2008/11/07

Opinión


Economía y política

Iván Saldarriaga
El pesimismo y la falta de confianza se dan generalmente al mismo tiempo en los campos de la economía y la política. Casi cualquier decisión política afecta la economía, por ejemplo las guerras o la rigidez mental que impide acuerdos posibles con adversarios que pueden convertirse en enemigos, y el liderazgo para buscar soluciones a grandes problemas económicos solo puede encontrarse en el campo de la política.

El cambio y la esperanza son las divisas de la victoria electoral de Obama en los Estados Unidos con una gran votación de sectores anteriormente marginados en otras elecciones, como el de los jóvenes.
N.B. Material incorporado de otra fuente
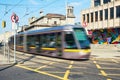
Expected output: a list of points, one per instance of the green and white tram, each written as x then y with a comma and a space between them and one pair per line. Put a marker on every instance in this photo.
69, 41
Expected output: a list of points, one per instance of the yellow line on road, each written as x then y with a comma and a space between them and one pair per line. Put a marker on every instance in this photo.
70, 67
113, 74
98, 66
41, 72
94, 62
44, 66
103, 73
68, 71
109, 79
66, 75
72, 62
115, 61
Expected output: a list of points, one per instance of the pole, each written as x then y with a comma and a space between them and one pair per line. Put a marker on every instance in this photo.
66, 4
14, 44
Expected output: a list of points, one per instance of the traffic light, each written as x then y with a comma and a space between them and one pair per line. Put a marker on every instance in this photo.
3, 24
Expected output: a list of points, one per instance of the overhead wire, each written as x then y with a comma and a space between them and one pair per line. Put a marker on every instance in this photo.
47, 5
6, 12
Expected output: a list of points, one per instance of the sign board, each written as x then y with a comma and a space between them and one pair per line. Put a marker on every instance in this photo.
14, 18
3, 24
85, 24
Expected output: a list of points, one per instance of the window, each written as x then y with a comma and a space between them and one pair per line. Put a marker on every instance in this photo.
55, 22
91, 17
106, 1
96, 16
96, 2
111, 13
87, 18
117, 11
69, 41
82, 38
101, 15
83, 17
106, 14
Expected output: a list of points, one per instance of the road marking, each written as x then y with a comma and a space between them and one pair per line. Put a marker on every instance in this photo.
72, 62
68, 71
115, 61
41, 72
112, 68
70, 66
98, 66
66, 75
103, 73
94, 62
44, 66
113, 74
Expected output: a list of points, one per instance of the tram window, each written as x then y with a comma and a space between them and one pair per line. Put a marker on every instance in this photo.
44, 40
81, 36
69, 41
58, 40
52, 39
31, 41
20, 40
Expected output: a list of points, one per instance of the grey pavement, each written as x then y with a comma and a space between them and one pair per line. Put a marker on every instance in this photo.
105, 51
97, 51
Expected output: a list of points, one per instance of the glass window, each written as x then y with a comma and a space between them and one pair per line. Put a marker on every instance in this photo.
52, 40
106, 14
87, 18
117, 11
101, 15
91, 17
83, 17
31, 41
96, 16
59, 40
96, 2
111, 13
69, 41
106, 1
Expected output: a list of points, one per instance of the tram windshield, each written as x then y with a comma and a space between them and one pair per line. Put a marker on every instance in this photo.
82, 38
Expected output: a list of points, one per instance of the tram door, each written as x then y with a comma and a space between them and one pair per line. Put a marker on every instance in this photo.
59, 44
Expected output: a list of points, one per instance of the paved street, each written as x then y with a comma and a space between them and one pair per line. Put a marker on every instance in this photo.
35, 67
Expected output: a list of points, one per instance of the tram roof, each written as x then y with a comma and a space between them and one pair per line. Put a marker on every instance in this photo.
65, 27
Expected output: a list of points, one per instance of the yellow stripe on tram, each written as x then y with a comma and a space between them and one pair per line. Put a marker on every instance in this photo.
32, 47
77, 50
20, 46
48, 49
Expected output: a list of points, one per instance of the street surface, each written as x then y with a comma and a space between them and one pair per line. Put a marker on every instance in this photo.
35, 67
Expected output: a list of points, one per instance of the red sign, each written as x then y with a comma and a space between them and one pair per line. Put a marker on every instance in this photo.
14, 18
85, 24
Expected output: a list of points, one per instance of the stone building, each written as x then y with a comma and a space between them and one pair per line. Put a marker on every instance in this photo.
104, 17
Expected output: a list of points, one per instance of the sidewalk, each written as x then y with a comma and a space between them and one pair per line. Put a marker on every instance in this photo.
4, 63
105, 51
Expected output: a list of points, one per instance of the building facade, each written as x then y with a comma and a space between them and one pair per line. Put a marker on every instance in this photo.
52, 19
102, 15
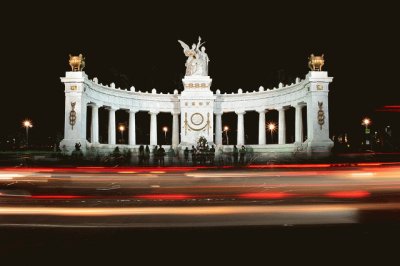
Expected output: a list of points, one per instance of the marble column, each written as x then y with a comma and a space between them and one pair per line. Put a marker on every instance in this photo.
153, 127
240, 128
175, 129
132, 127
111, 126
261, 127
94, 132
281, 126
218, 128
299, 124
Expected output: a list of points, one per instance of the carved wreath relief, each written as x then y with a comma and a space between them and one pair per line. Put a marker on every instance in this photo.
72, 115
197, 119
321, 115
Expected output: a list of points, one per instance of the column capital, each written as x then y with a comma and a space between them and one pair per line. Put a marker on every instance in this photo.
153, 112
93, 105
300, 104
261, 111
132, 111
112, 108
282, 108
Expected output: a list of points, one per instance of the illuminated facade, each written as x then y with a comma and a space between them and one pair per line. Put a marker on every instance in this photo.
197, 111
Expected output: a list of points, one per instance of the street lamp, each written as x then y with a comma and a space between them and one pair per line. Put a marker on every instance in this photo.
271, 127
165, 129
226, 128
122, 129
27, 124
366, 121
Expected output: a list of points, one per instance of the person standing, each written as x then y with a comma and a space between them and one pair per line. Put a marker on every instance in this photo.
194, 155
235, 154
147, 155
155, 155
242, 154
186, 155
161, 154
141, 154
212, 155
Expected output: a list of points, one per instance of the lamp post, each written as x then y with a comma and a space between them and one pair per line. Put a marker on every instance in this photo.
366, 122
27, 124
271, 127
165, 129
226, 128
122, 129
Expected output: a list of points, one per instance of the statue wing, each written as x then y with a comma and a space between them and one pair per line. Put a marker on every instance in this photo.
185, 47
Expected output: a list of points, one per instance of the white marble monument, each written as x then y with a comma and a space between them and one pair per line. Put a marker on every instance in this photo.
197, 105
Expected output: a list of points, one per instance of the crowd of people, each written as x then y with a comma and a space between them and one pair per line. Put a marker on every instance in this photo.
200, 155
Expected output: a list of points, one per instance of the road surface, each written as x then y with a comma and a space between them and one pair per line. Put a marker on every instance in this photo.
283, 195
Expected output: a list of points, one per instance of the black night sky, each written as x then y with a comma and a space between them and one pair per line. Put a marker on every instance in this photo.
249, 45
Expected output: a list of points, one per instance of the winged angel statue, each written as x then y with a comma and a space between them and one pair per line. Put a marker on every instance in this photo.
197, 59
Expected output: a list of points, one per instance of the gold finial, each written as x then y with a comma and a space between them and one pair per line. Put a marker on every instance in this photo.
77, 63
315, 63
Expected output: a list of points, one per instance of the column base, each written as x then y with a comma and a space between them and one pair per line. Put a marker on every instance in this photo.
318, 148
68, 145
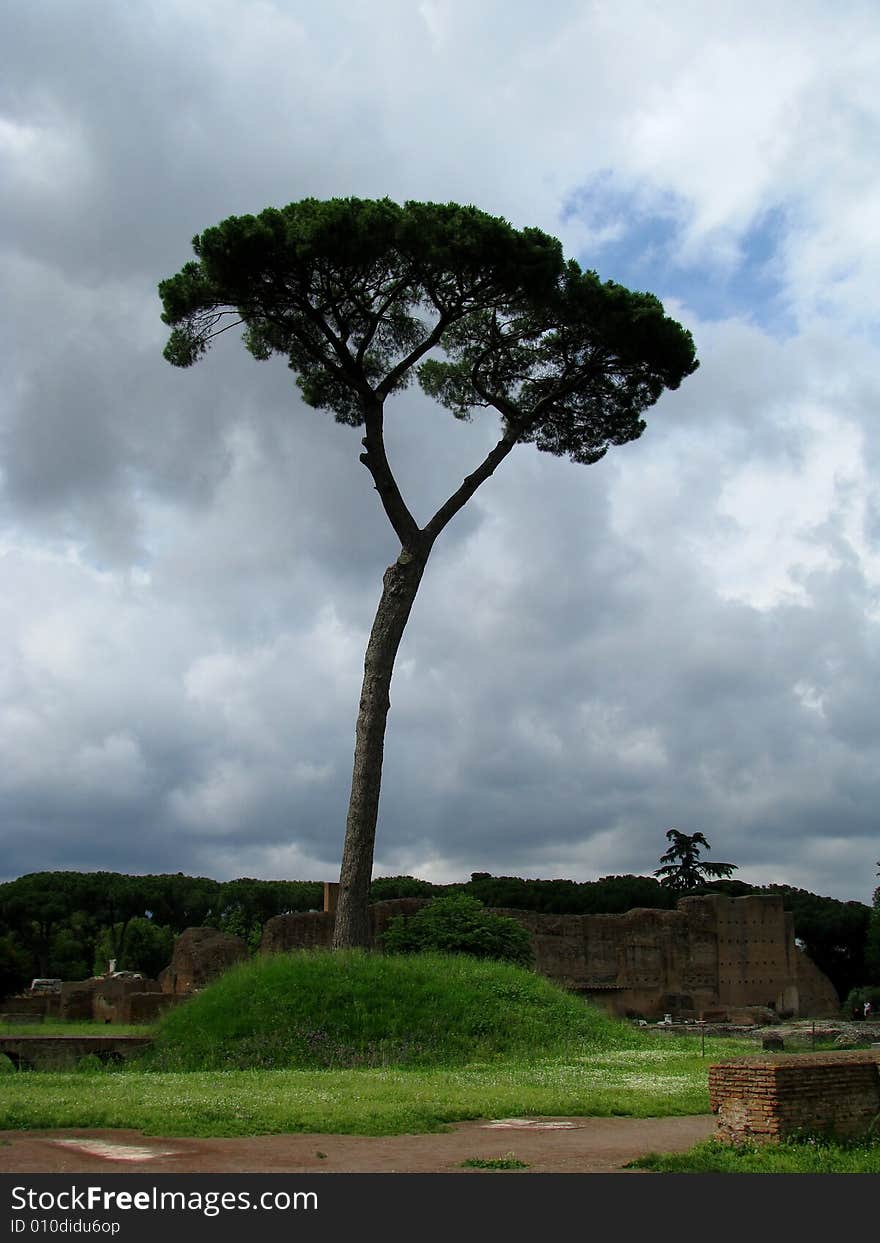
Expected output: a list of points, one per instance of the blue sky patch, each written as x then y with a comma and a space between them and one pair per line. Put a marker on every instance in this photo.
638, 245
Antes del día de las elecciones también puede afirmarse que, fuera de los Estados Unidos, Obama habría ganado las elecciones en el mundo a punta de paciencia y sensatez.

No va a ser fácil para el nuevo presidente enderezar el comino torcido de guerras de agresión como la de Irak, de abusos contra los derechos humanos como los de Guantánamo y de escalamiento de los enfrentamientos con otros países como Irán, Rusia, Cuba o Corea del Norte.

Los intereses de Estados Unidos en el mundo no han cambiado radicalmente de la noche a la mañana y las dificultades de Carter con Irán, que impidieron su reelección para un segundo periodo, son un buen recordatorio de lo que puede ocurrir cuando se intente usar una mano blanda en un mundo acostumbrado a reconocer solo al poder que proviene de la fuerza.


Pero el descrédito y la desconfianza generalizado que deja la administración Bush, íntimamente extendidos al campo de la política interna de los Estados Unidos, han hecho posible un cambio de dirección que podría permitir retornar a una agenda de reformas que en esta ocasión sería, además, una plataforma desde la cual se relanzaría la economía mundial a partir del reconocimiento de los límites de los recursos económicos y políticos de los Estados Unidos y de la necesidad de concertar con otros países su política exterior.